MARCH 27 — The world has long fixated on the Strait of Hormuz as the ultimate geopolitical chokepoint. And for good reason. Roughly a fifth of global oil flows through that narrow artery, making it a perennial flashpoint in times of war.
Yet to focus solely on Hormuz is to misunderstand the fragility of globalisation itself.
The real story is far more unsettling: the global trading system is not anchored by resilience, but by a series of narrow, vulnerable passages — each capable of disrupting the entire world economy.
The war in the Middle East has merely exposed what was always there. Globalisation, for all its sophistication, runs through bottlenecks.
From the Strait of Malacca to the Bab el-Mandeb, from the Panama Canal to Hormuz, the modern world economy depends on a handful of maritime corridors that are geographically narrow but economically vast.
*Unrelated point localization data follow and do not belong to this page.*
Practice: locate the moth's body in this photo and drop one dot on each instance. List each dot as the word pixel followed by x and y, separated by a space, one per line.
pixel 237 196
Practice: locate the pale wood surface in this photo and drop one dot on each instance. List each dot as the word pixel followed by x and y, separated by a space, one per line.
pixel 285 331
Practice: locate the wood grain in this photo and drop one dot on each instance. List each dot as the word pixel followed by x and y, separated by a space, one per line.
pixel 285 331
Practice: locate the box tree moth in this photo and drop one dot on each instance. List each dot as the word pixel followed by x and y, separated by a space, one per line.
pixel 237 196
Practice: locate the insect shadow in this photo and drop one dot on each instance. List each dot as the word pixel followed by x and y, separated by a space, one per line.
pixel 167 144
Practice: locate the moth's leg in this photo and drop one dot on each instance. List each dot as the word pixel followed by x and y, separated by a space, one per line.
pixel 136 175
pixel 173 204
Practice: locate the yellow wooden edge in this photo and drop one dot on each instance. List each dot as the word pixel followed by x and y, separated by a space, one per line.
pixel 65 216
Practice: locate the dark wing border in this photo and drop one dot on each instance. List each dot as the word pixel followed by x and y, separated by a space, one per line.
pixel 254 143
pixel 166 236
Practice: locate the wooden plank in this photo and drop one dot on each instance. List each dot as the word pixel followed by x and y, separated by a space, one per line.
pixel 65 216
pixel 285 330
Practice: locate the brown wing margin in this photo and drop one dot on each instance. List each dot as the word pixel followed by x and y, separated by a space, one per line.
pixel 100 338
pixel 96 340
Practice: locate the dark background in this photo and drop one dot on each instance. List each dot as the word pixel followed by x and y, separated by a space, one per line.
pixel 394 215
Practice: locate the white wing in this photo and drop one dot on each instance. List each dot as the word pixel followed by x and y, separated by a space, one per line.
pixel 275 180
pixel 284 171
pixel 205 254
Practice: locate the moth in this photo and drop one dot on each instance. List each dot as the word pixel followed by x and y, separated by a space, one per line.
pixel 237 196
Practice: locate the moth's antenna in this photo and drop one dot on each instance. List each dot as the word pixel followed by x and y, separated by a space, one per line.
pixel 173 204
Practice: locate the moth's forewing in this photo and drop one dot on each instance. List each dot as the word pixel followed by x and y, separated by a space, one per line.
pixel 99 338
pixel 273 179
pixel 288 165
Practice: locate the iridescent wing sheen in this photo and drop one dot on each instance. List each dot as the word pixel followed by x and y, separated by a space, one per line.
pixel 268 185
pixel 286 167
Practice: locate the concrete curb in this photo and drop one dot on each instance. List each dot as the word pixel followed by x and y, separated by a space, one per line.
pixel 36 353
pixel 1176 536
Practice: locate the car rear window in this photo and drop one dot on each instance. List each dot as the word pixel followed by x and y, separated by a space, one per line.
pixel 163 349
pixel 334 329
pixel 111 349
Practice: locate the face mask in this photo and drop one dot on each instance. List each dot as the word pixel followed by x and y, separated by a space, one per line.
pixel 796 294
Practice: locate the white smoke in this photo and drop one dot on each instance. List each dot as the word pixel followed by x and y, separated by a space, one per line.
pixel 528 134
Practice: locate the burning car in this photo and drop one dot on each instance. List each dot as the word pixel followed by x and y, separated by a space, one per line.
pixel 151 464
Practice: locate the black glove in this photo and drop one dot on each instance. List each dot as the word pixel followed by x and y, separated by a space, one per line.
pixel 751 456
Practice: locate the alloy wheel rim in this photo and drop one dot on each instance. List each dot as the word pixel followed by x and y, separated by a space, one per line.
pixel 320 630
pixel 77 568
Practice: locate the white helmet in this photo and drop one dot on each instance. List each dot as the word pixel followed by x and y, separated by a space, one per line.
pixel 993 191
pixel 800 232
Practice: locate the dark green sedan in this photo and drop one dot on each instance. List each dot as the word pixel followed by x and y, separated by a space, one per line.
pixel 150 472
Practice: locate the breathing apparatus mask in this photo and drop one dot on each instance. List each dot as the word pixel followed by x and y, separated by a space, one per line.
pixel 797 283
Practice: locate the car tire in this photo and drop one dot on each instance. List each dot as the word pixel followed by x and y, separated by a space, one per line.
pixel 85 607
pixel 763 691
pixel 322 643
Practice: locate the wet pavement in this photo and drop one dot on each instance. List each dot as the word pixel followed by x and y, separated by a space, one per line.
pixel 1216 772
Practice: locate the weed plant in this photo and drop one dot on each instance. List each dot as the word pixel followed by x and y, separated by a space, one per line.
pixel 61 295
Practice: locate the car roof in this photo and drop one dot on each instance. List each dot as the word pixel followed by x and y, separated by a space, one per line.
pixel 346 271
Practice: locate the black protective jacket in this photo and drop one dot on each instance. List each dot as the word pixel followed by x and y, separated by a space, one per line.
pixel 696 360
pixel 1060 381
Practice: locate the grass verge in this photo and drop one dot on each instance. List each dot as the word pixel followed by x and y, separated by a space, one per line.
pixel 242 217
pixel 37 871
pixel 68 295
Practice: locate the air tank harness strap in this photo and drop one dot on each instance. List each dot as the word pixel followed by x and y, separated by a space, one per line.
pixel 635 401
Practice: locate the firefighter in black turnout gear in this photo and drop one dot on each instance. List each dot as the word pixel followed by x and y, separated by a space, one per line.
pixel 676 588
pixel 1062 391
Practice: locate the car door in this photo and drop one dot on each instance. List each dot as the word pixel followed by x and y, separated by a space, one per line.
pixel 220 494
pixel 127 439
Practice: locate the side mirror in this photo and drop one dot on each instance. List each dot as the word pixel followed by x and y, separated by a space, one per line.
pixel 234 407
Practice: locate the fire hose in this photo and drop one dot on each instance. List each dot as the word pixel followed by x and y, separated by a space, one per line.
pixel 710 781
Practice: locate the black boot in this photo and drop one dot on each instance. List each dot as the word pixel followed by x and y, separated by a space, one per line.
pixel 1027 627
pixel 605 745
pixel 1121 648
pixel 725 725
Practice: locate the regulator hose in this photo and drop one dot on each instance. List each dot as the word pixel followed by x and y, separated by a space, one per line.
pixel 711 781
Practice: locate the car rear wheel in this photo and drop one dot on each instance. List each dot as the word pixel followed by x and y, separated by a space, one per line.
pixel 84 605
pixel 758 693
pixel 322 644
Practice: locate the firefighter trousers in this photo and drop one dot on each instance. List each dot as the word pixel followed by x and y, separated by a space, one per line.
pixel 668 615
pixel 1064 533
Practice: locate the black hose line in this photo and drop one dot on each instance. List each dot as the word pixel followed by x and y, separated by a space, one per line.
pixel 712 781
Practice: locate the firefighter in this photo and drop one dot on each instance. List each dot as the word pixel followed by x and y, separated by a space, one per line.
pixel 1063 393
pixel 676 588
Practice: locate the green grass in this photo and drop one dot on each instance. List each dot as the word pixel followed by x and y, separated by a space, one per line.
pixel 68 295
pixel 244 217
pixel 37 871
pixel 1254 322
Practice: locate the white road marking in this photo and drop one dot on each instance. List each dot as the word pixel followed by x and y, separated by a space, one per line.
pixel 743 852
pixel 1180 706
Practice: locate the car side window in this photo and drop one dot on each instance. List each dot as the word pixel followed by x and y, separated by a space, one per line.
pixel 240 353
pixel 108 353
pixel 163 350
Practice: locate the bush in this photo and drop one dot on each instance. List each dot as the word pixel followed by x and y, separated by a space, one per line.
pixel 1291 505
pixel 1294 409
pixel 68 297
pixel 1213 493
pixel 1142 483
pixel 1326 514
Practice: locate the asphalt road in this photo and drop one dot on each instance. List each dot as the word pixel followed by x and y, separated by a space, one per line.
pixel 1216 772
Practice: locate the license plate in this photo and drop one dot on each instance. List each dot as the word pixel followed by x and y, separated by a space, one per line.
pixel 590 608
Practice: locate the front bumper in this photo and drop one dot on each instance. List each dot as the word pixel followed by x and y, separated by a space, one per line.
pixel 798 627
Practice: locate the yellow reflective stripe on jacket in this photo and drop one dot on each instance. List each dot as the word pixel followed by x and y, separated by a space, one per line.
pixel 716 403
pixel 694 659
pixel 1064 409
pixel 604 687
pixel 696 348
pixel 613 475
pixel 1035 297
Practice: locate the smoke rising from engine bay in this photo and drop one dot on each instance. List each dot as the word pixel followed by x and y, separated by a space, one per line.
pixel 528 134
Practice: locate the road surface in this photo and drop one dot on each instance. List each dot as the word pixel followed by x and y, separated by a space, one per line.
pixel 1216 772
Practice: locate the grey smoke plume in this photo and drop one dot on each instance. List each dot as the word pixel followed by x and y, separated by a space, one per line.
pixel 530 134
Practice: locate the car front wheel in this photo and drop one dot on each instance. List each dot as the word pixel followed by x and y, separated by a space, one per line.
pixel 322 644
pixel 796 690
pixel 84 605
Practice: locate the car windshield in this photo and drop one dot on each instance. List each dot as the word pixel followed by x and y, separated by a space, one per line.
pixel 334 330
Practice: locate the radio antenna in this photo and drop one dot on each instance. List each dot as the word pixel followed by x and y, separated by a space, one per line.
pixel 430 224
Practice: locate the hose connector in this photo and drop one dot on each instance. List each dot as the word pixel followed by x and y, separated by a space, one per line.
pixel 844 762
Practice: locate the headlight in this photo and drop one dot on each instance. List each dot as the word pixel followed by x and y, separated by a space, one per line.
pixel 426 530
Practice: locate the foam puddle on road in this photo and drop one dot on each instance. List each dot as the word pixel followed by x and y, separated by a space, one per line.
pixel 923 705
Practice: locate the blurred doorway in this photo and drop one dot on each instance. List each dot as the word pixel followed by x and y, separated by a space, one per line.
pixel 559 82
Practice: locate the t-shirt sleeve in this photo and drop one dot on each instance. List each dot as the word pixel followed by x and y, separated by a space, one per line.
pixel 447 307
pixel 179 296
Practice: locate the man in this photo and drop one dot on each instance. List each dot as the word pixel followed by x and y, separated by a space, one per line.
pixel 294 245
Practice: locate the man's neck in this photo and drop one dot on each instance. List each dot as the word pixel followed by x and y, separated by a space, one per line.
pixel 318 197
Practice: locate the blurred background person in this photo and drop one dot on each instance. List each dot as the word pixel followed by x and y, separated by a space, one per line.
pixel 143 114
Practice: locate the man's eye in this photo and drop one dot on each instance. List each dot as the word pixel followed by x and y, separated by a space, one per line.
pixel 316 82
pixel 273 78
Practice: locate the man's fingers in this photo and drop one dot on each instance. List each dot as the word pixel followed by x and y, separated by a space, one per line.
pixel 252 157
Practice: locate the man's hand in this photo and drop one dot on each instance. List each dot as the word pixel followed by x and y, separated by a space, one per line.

These choke points are not just physical passages; they are pressure points.
They are where geopolitics, climate change, insurance markets, and military strategy intersect in ways that can amplify disruption far beyond their size.
When even one of these arteries is constricted — whether by conflict, drought, or piracy — the consequences ripple across continents.
We saw this when drought limited traffic through the Panama Canal. We saw it again when attacks in the Red Sea disrupted shipping through Bab el-Mandeb.
Each event forced vessels to reroute, increasing costs, delaying deliveries, and ultimately feeding global inflation.
In other words, the global economy does not break all at once. It frays at its edges — at its narrowest points.
The Strait of Hormuz is therefore not unique. It is simply the most visible. What makes the current moment particularly dangerous is that multiple choke points are under simultaneous stress.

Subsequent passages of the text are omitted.